23 juin 2011

dans son fauteuil

Elle t'a dit en te serrant dans ses bras cachalots elle t'a dit que la mort lui faisait peur et que le silence l'apaisait. Tu croyais que la fille d'un embaumeur n'aurait peur de rien et surtout pas de ça mais encore une fois de sa voix douce et sans le vouloir elle avait grugé les fondations de ton équilibre. Dans sa main noueuse elle a déposé la tienne et vous avez regardé par la fenêtre les anges passer. Tu t'es dit que si la mort faisait peur aux vieux qui croient encore en Dieu tu avais raison de la redouter toi aussi toi qui n'espère plus.

accotement

Tu traînes tes pieds paradis entre l'herbe et le sable sous des tapis de grands vents montagneux et devant toi ce ne sont plus les promesses mais les kilomètres qui s'enlignent jusqu'à l'horizon. Tu tends le bras vers l'ouest pour saisir entre tes doigts les derniers rayons tu trébuches et tu tombes et la terre
                                                                           
celle qui donne et reprend 
celle qui t'a mise au monde

te frappe en plein ventre.

16 avr. 2010

robe de chambre

Tu venais nous border en sortant de la salle de bain tu traînais derrière toi un parfum de talc et de savon doux. Elle, elle dormait toujours du côté du mur, elle avait peur du garde-robe, elle avait peur de la fenêtre, elle avait peur des monstres du corridor. J'affrontais tous ces méchants, couchée sur le bord du lit et si elle se réveillait en plein milieu de la nuit j'attrapais ses cauchemars par les ouïes et j'allais les jeter dans la toilette. Toi tu tirais la chasse d'eau. Douze litres de courage flushés toutes les semaines. Tu me disais bonne-nuit-beaux-rêves, une petite croix, un bec sur le front. Quand tu te penchais sur elle j'avais ta robe de chambre de satin qui me chatouillait le nez je fermais les yeux et je souriais. La douceur, jusque dans tous tes alentours.

26 mars 2010

envolé

Ta chambre est vide est toi t'es un peu mort.

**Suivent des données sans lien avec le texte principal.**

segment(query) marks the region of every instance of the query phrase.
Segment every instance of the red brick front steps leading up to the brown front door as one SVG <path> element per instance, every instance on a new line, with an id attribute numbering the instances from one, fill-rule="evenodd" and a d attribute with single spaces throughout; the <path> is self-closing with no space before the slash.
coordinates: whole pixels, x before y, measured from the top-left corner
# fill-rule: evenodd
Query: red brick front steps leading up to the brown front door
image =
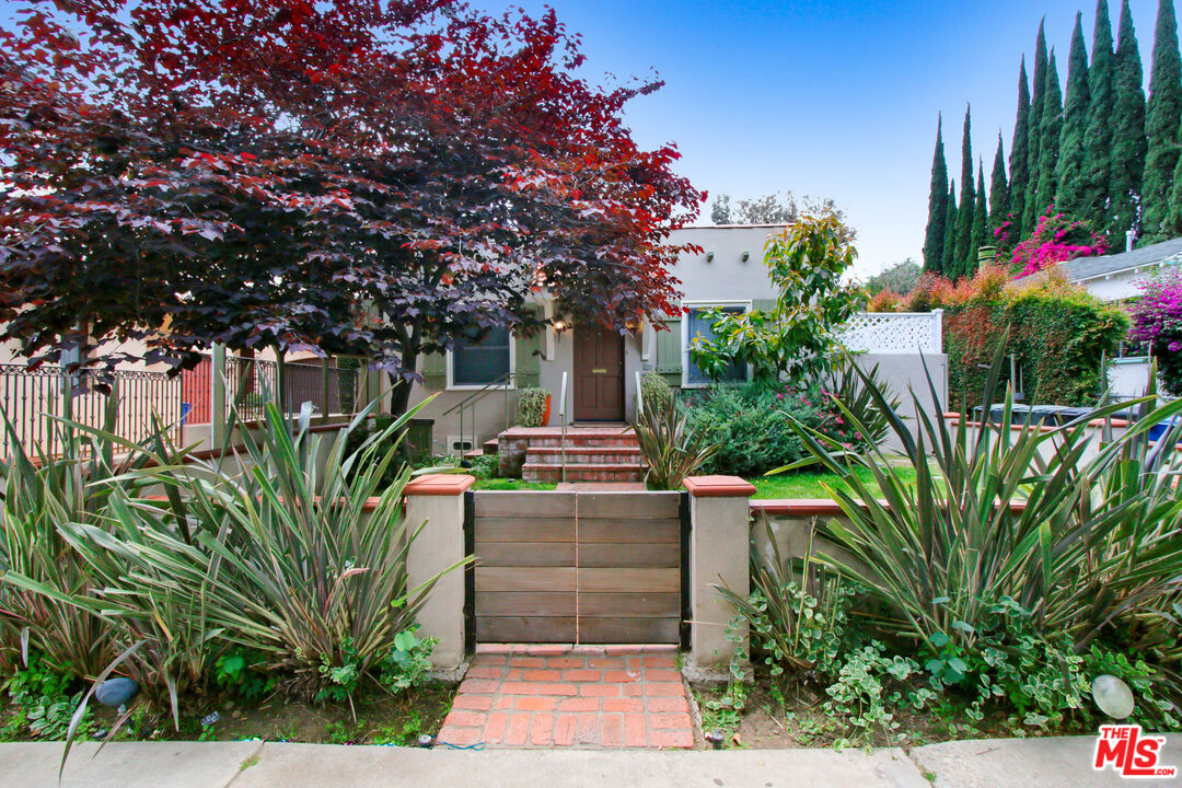
<path id="1" fill-rule="evenodd" d="M 565 452 L 564 452 L 565 439 Z M 644 478 L 636 434 L 626 425 L 514 426 L 498 437 L 500 471 L 527 482 L 639 482 Z"/>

Tes murs se dressent comme des paupières closes je ne te vois plus dans les livres de ta bibliothèque, dans tes tiroirs creux, je cherche le sable des grands espaces que tes bottines auraient trainé jusqu'ici mais le plancher brille. Je gratte le sol je te cherche sous les lattes de bois franc dans le post-it que t'as collé sur le thermostat dans la trace de tes doigts sur les clés que tu me laisses.
Tes vestiges se la ferment et pourtant je t'entends respirer, perdu quelque part entre la tache de ton dernier café sur le bureau et le bas resté pris dans le fond de ta corbeille à linge.
Ta chambre et vide et toi tu ne seras plus au combat et ta veste restée sur le crochet me fouette comme une gifle. Le sommeil me semble étranger dans ton lit- les draps lavés ont perdu la mémoire. Dans la fenêtre, le givre de janvier fait ses griffes, l'air froid n'est plus très frais, toi tu ne sais pas, tu traverses l'océan ou un nuage et bientôt ton pied foulera une terre trop lointaine trop brûlante et trop sèche et moi, ici, je pelletterai les averses, dans ta chambre trop vide, pendue au téléphone.

Friedrich

Entre les bouteilles de Wodka et les vapeurs de Kummel, Friedrich penche et pose et prend et perd pied, la tête trop haute, debout sur la table. Il ne parle pas il ne mange pas ne dors pas ne bosse pas ne baise pas ne hait pas il boit il boit il boit au goulot au galon au goujat il boit des barils des barriques des ballons des voisins le visitent et s'assoient à la table et lui danse les pieds sur les mains et la tête aux mollets et les voisins voyeurs lui lancent de grands nénuphars et il boit et ils boivent et les nénuphars s'emplient et eux vascillent Friedrich est homme au coeur brisé une princesse un jour lui a donné un baiser et Friedrich est devenu ce garçon qui danse et qui boit et qui danse et moi qu'il aime encore à en crever je reste dans mon étang sa bouche est trop sèche pour m'embrasser ses bras sont trop grands pour m'aimer alors il boit et il danse et il boit et quand Friedrich est assez fou pour oublier ses grand bras, et quand Friedrich a assez bu pour oublier sa bouche sèche il revient me voir et nous gobons des mouches.